The SELECT statement in SQL is the most used of the DML statements and it’s used for fetching data from tables in SQL Server. This article is intended for DBAs and developers who want to get familiar with all the major components of the SELECT statement and what this statement is all about.
Introduction to SELECT
The syntax of the SELECT statement can be rather complex, but let’s take a brief overview of some of the major keywords used in a SELECT statement, and then we will head over to SQL Server Management Studio to see how the main clauses can be summarized in code.
SELECT statement in SQL
So, SELECT just starts the statement and it’s probably followed by a star (*) AKA “splat”. It basically means retrieve all the columns from a table. If there are multiple tables that we are selecting from, the star will select all columns from all tables e.g. when joining two or more tables.
However, it’s advisable NOT to select everything from tables. “Why?” is a subject on its own. Let’s just say there are significantly more cons than pros that can be found online using simple research.
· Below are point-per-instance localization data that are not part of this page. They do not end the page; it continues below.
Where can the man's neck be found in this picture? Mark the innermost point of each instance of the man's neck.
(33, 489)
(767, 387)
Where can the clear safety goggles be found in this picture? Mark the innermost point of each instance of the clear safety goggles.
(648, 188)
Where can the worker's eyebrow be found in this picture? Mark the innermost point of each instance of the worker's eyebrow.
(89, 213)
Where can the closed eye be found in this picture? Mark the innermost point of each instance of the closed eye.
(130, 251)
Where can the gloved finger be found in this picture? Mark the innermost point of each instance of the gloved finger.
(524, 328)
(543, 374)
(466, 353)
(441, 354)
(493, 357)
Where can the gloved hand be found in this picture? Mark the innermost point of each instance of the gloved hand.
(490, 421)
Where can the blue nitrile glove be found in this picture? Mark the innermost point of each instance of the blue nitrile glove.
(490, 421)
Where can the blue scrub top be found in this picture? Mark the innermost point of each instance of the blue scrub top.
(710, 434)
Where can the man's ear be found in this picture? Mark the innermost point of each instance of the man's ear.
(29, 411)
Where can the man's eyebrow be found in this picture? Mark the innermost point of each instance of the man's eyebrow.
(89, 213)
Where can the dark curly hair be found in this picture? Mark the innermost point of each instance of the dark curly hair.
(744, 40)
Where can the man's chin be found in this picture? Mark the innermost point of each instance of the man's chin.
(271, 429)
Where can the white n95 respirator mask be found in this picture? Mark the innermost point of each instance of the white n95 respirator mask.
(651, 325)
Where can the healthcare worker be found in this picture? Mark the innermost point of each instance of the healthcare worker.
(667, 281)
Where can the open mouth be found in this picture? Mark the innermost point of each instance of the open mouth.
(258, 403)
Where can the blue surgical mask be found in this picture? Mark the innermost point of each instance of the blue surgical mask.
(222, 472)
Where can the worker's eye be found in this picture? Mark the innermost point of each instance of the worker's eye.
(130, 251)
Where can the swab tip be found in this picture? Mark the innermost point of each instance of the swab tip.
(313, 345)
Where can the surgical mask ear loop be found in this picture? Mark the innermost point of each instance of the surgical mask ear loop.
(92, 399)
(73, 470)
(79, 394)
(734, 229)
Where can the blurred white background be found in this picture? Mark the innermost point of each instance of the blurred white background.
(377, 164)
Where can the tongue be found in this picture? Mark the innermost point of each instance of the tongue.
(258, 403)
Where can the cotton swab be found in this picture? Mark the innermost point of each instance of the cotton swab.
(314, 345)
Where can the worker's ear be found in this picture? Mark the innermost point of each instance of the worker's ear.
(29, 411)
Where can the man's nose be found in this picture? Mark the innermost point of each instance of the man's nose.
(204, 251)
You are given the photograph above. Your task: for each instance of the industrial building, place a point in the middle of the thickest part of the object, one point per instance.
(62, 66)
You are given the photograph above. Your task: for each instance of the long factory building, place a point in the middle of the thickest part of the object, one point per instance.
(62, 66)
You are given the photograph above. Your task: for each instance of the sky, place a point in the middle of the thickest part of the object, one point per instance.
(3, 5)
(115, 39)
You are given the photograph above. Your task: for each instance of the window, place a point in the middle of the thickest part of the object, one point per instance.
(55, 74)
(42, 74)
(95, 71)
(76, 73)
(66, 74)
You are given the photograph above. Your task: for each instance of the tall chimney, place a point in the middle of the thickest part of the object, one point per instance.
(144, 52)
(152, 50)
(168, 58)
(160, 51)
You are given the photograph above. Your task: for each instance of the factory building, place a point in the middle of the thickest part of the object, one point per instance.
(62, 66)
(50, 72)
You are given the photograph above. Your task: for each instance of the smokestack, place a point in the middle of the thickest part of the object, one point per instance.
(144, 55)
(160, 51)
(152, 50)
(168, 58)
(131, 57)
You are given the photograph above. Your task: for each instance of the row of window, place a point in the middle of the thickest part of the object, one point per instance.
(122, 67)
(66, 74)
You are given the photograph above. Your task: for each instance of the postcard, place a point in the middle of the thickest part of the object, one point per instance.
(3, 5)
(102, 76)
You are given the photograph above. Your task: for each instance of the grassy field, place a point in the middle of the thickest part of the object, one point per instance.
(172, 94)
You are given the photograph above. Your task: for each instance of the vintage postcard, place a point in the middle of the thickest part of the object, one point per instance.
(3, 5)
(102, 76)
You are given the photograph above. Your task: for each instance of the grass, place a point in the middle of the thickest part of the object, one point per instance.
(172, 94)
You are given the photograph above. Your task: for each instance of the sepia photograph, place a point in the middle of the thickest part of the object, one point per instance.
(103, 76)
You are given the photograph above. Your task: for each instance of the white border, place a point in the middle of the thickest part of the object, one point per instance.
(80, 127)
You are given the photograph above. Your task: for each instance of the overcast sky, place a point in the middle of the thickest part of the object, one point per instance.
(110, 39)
Therefore, try not to select everything, and use specific column names followed by commas that will return only columns based on what’s in the list.
Furthermore, a lot of times when there is no column list, we have a keyword TOP followed by a number (n) after the SELECT statement in SQL that returns top (n) records from a table. This is usually used with the ORDER BY clause because, for example, if we want to grab top ten sales by quantity, those can be some big numbers. So, if we leave it at the default sort order, we’ll get little numbers first. However, if we say order it descending by the quantity that will give us the top ten records by the quantity. We also use DISTINCT in some cases after SELECT that gives us unique values across the select list.
FROM
The FROM part of the SELECT statement in SQL is simply used to tell SQL Server from which table should data be fetched. A JOIN is used when we want to pull data from multiple tables. There are three different types of joins:
- Inner join – this is the default, used if no type is specified. When joining two tables on a common column, this type of join simply retrieves data that matches in both tables
- Left join – means pull all data in the left-hand table and only the data that matches the left-hand table in the righthand table
- Right join – you guessed it. It is the opposite of the left join
WHERE
The WHERE clause acts like a filter on a list of data that is coming back from tables. We can filter single or multiple columns out which will affect the data in the results set.
GROUP BY
The GROUP BY clause is associated with aggregates. If we want to do something like SUM, AVERAGE, MIN, MAX, etc. those are all aggregate functions, and GROUP BY allows us to arrange identical data into groups. In addition to this, we also have the HAVING clause which is pretty much a WHERE clause for groups. It allows us to apply filters to groups.
Examples
The above is a short overview of the SELECT statement in SQL. Let’s fire up SQL Server Management Studio and see how we can use some of that stuff. All of the following examples use the sample AdventureWorks2012 database.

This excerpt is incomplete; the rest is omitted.